Same reason I run inference SLOs and dead-man’s switches (other posts). Anything I leave running unattended has to get loud when it breaks.

It’s declarative, and agents maintain it

The bridge, the two relay identities, the scheduler, the control-plane timer - all of it is a NixOS module, built and deployed the same declarative way as the rest of my fleet.

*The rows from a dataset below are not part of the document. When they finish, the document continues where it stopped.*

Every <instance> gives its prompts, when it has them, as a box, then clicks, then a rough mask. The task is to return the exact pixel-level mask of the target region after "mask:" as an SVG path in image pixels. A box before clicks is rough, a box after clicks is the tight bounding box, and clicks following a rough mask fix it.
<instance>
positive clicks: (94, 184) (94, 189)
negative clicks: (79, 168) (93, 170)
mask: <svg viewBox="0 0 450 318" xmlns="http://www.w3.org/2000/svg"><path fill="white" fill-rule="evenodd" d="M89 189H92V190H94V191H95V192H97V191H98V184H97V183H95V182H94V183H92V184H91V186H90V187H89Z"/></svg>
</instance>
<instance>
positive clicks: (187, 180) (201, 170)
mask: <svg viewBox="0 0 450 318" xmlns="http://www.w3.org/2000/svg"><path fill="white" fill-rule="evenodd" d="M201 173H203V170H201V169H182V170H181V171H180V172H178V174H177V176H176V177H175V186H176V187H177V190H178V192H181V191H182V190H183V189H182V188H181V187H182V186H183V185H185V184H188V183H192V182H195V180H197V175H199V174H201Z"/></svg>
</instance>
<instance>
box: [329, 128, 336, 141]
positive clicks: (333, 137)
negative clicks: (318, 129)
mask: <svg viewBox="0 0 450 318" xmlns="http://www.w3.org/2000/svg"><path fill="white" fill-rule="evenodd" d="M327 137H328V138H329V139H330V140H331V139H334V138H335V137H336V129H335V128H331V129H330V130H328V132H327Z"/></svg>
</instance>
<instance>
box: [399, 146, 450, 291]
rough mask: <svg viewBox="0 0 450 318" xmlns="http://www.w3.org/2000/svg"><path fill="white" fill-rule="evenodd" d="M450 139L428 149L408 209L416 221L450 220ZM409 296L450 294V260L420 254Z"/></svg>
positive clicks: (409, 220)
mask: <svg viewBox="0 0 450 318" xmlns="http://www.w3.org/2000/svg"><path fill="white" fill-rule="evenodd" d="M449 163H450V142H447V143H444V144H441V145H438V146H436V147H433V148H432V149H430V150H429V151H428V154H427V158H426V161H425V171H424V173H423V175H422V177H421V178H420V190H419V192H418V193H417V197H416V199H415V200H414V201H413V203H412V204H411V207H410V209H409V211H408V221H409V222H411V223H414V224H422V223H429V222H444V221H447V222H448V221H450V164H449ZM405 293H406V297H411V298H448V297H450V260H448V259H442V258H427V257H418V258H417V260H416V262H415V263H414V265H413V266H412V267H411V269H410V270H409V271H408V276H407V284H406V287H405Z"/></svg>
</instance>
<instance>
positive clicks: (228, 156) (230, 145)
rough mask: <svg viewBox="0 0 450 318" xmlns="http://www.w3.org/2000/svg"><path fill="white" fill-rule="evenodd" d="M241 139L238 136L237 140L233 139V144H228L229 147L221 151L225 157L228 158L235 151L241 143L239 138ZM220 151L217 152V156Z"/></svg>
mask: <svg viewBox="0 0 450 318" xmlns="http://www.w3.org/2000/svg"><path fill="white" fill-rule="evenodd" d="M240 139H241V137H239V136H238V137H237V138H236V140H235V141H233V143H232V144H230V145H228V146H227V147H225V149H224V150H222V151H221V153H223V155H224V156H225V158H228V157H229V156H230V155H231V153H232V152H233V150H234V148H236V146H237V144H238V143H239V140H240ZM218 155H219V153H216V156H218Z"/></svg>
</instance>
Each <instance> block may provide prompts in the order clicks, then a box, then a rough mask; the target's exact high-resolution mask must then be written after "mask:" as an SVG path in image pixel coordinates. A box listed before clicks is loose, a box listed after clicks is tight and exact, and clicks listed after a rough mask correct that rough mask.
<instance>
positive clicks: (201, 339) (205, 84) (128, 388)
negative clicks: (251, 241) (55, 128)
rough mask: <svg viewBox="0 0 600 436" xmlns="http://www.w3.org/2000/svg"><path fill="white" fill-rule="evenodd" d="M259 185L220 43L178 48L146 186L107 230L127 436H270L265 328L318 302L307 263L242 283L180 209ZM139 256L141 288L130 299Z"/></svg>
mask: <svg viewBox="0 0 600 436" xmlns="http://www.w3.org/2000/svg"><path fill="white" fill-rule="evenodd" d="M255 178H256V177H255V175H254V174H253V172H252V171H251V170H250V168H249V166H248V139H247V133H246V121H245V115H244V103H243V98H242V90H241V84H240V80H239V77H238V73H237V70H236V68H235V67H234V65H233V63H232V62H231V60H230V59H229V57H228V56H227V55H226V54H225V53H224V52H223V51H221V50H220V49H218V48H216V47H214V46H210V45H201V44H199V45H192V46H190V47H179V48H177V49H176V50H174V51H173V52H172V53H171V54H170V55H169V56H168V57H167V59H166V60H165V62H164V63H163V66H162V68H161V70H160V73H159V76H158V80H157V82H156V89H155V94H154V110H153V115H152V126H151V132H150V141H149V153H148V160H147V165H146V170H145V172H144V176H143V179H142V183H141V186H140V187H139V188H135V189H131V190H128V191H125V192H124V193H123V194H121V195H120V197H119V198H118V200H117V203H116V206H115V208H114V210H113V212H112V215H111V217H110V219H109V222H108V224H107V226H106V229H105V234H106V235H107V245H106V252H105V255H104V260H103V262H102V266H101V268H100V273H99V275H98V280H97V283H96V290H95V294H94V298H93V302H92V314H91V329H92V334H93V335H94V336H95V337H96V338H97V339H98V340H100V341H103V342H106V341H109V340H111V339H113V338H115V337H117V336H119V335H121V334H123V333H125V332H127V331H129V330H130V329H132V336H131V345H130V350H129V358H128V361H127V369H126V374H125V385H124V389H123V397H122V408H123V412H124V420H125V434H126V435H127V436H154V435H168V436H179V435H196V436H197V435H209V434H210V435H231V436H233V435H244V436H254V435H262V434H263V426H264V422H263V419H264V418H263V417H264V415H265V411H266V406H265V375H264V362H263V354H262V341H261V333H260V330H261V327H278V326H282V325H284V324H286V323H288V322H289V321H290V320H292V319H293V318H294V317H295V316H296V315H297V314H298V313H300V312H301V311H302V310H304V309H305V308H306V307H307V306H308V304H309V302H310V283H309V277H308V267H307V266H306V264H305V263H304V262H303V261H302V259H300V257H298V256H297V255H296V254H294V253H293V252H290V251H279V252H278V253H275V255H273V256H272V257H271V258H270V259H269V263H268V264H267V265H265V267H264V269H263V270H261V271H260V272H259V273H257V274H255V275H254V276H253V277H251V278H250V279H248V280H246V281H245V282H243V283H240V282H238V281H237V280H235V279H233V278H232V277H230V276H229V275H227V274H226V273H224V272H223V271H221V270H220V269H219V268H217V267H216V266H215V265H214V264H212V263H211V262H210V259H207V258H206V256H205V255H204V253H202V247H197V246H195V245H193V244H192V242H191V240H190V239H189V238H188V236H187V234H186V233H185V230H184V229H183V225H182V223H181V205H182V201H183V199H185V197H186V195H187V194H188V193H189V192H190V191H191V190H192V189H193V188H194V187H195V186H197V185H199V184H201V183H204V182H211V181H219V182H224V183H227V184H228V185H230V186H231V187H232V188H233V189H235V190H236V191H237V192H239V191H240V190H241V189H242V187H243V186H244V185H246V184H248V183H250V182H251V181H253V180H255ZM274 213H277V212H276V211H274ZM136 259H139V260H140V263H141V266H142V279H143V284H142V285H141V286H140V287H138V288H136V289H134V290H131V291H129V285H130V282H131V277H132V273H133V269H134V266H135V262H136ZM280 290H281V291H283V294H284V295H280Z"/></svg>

A new machine is a config directory and a deploy command, and the whole agent stack comes up identically every time.

When the packaging needs a change or a new component wired in, I mostly have Claude do it: edit the Nix module, build it, deploy it. So the agent stack is kept reproducible and deployable by a coding agent.

Why a homelab toy is the day job

The scale is small: a Discord bot for a few agents on one box. The questions are the ones you hit building any reliable distributed system. How do you deliver a message across a timing boundary and know it landed? How do you let an untrusted producer hand you a file safely? How do you test a system whose bugs live between its parts? The worst failure here is a missed agent question. At work the stakes are higher and the questions are identical.

I trust the bridge now. When my phone’s quiet the agents are getting on with it; when it buzzes, something needs me.